Pero el viejo Aneto seguirá viendo otras injusticias. La primera de ellas es la de su glaciar, que se va empequeñeciendo, dejando al descubierto las piedras que han estado siglos y siglos cubiertas por el hielo. ¿No es esto una injusticia? ¿Qué causas tiene? ¿Es fruto del cambio de clima regido por leyes universales que pueden mucho más que los hombres, o es que son precisamente los hombres los causantes de este cambio de clima, con tantas actividades nocivas a la vida natural?

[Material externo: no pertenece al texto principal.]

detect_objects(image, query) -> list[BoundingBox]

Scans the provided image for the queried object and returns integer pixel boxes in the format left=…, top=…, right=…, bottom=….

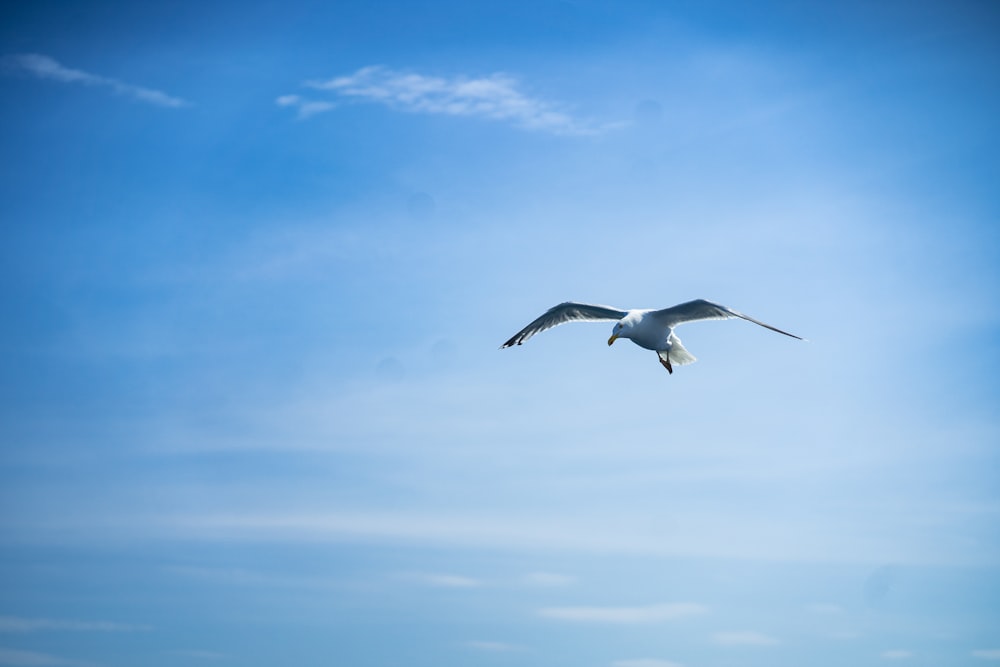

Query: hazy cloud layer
left=4, top=53, right=190, bottom=108
left=712, top=631, right=780, bottom=646
left=277, top=66, right=602, bottom=134
left=538, top=602, right=708, bottom=624
left=0, top=616, right=150, bottom=633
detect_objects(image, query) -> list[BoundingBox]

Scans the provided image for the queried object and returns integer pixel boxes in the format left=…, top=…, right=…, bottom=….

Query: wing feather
left=652, top=299, right=803, bottom=340
left=500, top=301, right=628, bottom=350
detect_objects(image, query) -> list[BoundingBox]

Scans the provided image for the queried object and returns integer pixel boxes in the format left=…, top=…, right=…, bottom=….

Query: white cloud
left=4, top=53, right=190, bottom=108
left=972, top=648, right=1000, bottom=660
left=712, top=631, right=779, bottom=646
left=465, top=641, right=524, bottom=653
left=523, top=572, right=576, bottom=587
left=882, top=649, right=913, bottom=660
left=0, top=648, right=91, bottom=667
left=274, top=95, right=337, bottom=118
left=0, top=616, right=152, bottom=633
left=407, top=573, right=482, bottom=588
left=170, top=649, right=230, bottom=660
left=538, top=602, right=708, bottom=624
left=278, top=66, right=601, bottom=134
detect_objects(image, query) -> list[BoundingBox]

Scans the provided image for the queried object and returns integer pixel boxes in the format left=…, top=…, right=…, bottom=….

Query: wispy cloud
left=712, top=631, right=780, bottom=646
left=465, top=640, right=524, bottom=653
left=406, top=573, right=483, bottom=588
left=275, top=95, right=337, bottom=118
left=882, top=649, right=913, bottom=660
left=538, top=602, right=708, bottom=624
left=170, top=649, right=231, bottom=660
left=0, top=648, right=92, bottom=667
left=522, top=572, right=576, bottom=587
left=972, top=648, right=1000, bottom=660
left=277, top=66, right=611, bottom=134
left=611, top=658, right=683, bottom=667
left=0, top=616, right=152, bottom=633
left=4, top=53, right=190, bottom=108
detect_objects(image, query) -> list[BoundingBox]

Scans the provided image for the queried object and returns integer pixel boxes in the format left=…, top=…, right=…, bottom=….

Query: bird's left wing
left=500, top=301, right=628, bottom=350
left=650, top=299, right=803, bottom=340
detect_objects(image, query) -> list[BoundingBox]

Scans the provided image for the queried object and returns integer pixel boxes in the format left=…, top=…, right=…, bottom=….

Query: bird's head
left=608, top=321, right=629, bottom=345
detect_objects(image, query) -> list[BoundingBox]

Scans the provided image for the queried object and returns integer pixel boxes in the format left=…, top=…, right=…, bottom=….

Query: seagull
left=500, top=299, right=805, bottom=374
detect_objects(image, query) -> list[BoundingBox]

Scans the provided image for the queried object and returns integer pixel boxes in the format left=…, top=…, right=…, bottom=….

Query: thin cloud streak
left=0, top=616, right=152, bottom=633
left=0, top=648, right=93, bottom=667
left=465, top=640, right=524, bottom=653
left=538, top=602, right=708, bottom=624
left=5, top=53, right=191, bottom=108
left=712, top=632, right=780, bottom=646
left=882, top=649, right=913, bottom=660
left=277, top=66, right=614, bottom=134
left=274, top=95, right=337, bottom=119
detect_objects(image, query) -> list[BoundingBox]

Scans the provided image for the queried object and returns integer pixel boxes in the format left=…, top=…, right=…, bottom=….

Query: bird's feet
left=657, top=355, right=674, bottom=375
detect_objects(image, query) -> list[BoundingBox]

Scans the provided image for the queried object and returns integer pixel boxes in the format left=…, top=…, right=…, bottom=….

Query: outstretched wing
left=500, top=301, right=628, bottom=350
left=650, top=299, right=803, bottom=340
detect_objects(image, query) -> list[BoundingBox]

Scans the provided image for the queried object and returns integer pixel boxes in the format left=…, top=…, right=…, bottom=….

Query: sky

La verdadera justicia de la Naturaleza nos dice que el Aneto ha estado en su sitio muchísimo antes de que los hombres lo descubrieran. Y los hombres que lo hemos pisado (o «conquistado») nos hemos creído —por una vez o por siempre— como dueños de la gran montaña, y hasta se le ha puesto el nombre que a cualquiera le ha parecido… ¡y hasta con error!

Pero el Aneto, como casi todas las montañas, sigue en su lugar mientras que nosotros, más tarde o más temprano, tendremos que marcharnos y desaparecer sin poder volver a decir que hemos «conquistado» las montañas.

Esto ya no es una injusticia. Es la justa ley de la Naturaleza, la ley de Dios, en la cual nosotros no somos más que unos ínfimos átomos imperceptibles.